Inject node runs late sometimes

Follow up: second day. The production machine sent the Telegram message precisely at 17:00. In line with the observation from the OP. The delay is not consistent. It may not happen. I will keep watching.

Hi Andrei.

Um, yes, but you have a huge part of the equation over which you have no control.

The sending of the SMS. I have heard of people getting an SMS days later!
I too have had time variations between when an SMS is sent and when it is received.

This testing is using Telegram messages, not SMS. I am pretty sure Telegram is not contributing to delay messages.

I have been receiving Telegram msgs from RPi consistently for well over a year. All have been received in Telegram within a few seconds of the specified time. All messages are marked with the correct time from NR.

Or are we just talking about the OPs original flow?

I just used Telegram as a way to test a production machine for which I normally don´t have direct access. The subject of the topic is to understand what could cause the inject node to trigger a flow with a considerable delay (several minutes). This issue was reported in the OP. I am monitoring a machine that is facing the same issue.

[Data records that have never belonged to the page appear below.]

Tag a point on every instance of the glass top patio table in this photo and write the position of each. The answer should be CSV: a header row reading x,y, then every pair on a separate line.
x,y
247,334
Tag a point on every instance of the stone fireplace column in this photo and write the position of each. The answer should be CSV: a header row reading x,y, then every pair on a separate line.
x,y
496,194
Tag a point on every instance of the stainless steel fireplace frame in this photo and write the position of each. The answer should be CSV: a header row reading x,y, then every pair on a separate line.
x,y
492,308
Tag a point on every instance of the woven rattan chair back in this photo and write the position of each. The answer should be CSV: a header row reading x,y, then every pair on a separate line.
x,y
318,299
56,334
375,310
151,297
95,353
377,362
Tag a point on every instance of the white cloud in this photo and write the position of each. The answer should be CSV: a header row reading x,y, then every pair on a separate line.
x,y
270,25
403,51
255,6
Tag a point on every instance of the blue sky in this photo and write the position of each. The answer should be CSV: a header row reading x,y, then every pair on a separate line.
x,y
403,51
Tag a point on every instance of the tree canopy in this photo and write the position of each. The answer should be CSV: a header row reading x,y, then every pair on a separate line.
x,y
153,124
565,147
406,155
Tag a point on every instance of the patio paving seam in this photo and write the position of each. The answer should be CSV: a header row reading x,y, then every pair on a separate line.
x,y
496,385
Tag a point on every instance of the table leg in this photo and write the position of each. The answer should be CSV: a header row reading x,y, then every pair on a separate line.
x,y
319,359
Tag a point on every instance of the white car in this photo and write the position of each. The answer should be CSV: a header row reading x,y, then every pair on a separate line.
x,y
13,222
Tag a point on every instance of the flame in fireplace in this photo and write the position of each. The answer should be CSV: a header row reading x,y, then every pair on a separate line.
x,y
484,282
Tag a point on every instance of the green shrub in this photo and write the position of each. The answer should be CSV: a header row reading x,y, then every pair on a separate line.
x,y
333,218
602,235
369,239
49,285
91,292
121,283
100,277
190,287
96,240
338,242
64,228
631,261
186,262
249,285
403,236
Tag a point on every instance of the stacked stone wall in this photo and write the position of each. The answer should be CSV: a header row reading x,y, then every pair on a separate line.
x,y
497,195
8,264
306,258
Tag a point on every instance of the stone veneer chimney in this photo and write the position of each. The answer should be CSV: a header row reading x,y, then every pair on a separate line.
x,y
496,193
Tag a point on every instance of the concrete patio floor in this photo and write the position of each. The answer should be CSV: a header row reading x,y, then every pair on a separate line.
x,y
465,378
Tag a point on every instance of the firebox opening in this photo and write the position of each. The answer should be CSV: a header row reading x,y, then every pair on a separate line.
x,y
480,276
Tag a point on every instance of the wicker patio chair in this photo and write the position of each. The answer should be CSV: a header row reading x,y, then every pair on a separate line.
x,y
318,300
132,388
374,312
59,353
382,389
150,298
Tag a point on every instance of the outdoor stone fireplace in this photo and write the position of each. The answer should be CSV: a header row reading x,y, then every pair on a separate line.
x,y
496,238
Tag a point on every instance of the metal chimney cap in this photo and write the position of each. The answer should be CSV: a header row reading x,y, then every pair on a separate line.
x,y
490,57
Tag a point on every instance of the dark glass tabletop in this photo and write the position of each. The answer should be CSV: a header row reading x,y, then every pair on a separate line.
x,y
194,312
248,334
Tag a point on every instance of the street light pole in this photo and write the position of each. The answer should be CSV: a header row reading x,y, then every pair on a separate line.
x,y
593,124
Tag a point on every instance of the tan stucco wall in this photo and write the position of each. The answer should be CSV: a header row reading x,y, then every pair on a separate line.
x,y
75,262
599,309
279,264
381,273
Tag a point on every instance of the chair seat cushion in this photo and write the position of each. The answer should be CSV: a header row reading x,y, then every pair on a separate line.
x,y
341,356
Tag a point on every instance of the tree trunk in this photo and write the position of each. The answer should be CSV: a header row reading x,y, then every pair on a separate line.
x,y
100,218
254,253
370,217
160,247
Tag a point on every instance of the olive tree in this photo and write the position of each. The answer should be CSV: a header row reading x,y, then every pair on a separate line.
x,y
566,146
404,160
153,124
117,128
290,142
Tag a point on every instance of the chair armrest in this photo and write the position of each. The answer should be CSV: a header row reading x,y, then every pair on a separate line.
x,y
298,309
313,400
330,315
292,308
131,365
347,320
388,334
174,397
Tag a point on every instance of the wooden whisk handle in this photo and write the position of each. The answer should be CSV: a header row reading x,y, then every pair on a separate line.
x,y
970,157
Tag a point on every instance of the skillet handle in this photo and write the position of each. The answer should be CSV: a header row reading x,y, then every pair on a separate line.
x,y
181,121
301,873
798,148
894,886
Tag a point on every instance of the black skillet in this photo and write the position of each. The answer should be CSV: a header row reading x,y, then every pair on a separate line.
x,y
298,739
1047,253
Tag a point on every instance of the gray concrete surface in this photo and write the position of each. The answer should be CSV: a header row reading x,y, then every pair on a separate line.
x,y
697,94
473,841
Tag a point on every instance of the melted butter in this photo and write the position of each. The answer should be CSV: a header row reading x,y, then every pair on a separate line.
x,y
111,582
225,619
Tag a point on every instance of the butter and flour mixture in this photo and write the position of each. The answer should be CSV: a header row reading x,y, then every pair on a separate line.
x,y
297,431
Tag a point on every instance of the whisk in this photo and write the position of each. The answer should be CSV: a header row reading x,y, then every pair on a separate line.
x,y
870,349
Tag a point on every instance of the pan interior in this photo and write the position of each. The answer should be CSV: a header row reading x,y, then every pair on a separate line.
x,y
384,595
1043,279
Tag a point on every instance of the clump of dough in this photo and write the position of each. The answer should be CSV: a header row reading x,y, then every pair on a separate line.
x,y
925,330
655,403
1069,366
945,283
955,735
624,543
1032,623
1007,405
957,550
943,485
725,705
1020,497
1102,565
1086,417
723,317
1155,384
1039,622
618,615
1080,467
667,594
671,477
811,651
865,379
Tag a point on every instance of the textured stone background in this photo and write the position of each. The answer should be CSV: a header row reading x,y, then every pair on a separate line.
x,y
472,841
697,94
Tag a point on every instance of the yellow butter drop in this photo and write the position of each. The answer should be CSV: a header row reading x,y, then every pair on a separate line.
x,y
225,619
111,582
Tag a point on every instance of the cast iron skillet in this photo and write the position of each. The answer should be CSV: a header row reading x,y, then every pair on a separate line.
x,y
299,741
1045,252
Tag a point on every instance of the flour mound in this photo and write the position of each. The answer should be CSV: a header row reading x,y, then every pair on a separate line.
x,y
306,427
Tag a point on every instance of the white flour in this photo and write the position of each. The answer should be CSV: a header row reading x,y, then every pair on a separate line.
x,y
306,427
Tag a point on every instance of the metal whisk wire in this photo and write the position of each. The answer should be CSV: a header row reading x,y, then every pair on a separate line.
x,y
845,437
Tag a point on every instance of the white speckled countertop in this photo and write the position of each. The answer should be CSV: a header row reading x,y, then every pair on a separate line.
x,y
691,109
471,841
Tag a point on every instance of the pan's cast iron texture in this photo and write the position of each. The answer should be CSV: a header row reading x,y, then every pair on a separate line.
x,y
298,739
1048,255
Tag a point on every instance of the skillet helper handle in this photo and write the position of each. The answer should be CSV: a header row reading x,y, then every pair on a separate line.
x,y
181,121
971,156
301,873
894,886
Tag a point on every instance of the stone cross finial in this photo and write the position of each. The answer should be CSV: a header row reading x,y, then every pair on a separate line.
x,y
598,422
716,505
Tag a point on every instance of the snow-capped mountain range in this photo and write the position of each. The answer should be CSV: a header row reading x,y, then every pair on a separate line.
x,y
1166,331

Thanks for the summary Andrei. Would you be able to share your flow and I will run it up on my system as well.

Hi @Bobo, the flow is an inject node programmed to the time of your best convenience followed by an exec node that gives the date + time, followed by a debug node. I just change my exec node with the linux top command in batch mode. This way I will get date + time + uptime + average load. Very useful for troubleshooting.

top -b | head -n 1

Tip: You get almost the same output with just uptime (and a slightly cleaner one without "top" in the begnning).

2 Likes

Tip: You get almost the same output with just uptime (and a slightly cleaner one without "top" in the begnning).

Indeed. I wanted however to receive some additional information on what the average CPU load looks like. I am considering also to gather memory usage data. I am puzzled why the very same flow reports no delay in a development machine whereas delays are reported in a production machine.

I believe I have a reproducible, and explainable, way of showing this problem.
I configured the simple flow below into a pi. It simply uses an inject set to fire at 12:00 and logs that to the system log, including the current timestamp value in human readable form. Then, at about 10:30, I powered the pi down (I made sure the power was removed, not just halting the pi, I don't know whether it has a hardware clock that might keep going if the power is left on).
At about 11:50 I disconnected the routers connection to the internet, so the pi would not be able to get a timesync, and powered the pi up. After it was up and running I ran node-red-log and left it monitoring the log. Looking in the log it can be seen that the pi had restarted with the clock set to the time it was when it was powered down, so it was showing 10:30 instead of 12:50.
I then reconnected the router to the internet and a short time later saw, in syslog, the clock synchronising.
At 12:00 the inject node did not trigger, and in fact it triggered at 13:23. The timestamp in the log and in the logged message both showed 13:23.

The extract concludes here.